Fortunately, Gone Girl doesn’t have room for emotion. It’s too caught up in the process of what happens to Nick’s life when Amy goes missing on the morning of their fifth anniversary.

This is where the actors come in. Rosamund Pike is a great choice for the unknowable Amy, who remains present onscreen thanks to her diary entries, and Ben Affleck is a flat-out brilliant call as Nick, who never seems more unlikeable and calculating than when he’s trying to ingratiate himself to someone.

For a decade, I’ve heard people say this about Affleck I think it’s just something about the way he smiles. Gone Girl turns that odd quality into a character flaw, making us question why Nick seems the least genuine when he most needs to be.

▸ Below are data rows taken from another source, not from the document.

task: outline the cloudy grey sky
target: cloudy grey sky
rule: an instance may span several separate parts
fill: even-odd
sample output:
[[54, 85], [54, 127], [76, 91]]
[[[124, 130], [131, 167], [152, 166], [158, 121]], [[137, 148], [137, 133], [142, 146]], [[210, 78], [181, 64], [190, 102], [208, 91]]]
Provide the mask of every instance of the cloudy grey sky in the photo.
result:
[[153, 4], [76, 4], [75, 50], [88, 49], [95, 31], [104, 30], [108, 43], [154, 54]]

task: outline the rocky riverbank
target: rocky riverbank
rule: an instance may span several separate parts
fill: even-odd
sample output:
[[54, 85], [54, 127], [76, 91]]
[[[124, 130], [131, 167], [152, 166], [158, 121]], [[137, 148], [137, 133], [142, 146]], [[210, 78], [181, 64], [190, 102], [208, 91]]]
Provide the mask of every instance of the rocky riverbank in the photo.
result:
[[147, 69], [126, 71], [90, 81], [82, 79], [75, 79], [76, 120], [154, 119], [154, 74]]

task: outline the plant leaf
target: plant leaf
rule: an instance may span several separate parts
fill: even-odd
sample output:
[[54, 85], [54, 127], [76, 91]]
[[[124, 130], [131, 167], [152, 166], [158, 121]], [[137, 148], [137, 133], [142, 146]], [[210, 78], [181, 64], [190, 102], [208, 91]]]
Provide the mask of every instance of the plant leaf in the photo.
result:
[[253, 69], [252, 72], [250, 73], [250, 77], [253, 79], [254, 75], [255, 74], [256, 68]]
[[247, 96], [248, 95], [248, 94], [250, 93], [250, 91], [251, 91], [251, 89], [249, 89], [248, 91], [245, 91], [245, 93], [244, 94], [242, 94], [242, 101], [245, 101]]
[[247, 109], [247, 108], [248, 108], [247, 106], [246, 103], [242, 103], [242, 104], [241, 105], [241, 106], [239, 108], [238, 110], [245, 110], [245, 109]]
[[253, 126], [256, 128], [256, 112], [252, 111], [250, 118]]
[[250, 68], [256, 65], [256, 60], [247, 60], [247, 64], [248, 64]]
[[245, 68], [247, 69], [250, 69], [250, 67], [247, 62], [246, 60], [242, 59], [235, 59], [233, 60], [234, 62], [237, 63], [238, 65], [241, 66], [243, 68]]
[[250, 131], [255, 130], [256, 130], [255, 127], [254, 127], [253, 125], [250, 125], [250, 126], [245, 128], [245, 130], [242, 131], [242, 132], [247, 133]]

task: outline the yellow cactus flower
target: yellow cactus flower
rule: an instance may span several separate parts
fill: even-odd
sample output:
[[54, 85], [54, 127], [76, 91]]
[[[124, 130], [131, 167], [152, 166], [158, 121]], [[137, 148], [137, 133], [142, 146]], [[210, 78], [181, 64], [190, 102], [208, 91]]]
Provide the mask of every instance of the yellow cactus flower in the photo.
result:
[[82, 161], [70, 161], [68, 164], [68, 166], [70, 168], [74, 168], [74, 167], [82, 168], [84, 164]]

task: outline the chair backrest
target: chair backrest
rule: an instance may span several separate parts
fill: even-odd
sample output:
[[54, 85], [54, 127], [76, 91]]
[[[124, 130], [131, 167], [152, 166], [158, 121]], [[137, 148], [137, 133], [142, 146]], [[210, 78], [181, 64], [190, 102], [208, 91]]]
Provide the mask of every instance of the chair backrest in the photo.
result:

The rest of the cast is great, too. Kim Dickens and Carrie Coon offer complex support as a detective investigating Amy’s disappearance and Nick’s twin sister, Margot. In a smaller role as Amy’s high-school boyfriend, Neil Patrick Harris does some nifty stuff in the margins. Even Tyler Perry convinces as a high-powered criminal attorney Nick enlists.

The technical aspects are top-notch. Gone Girl feels machine-tooled in the best possible way – spotless, chilly and perfect, with everything placed just so. It’s exactly what this story – and these characters – require.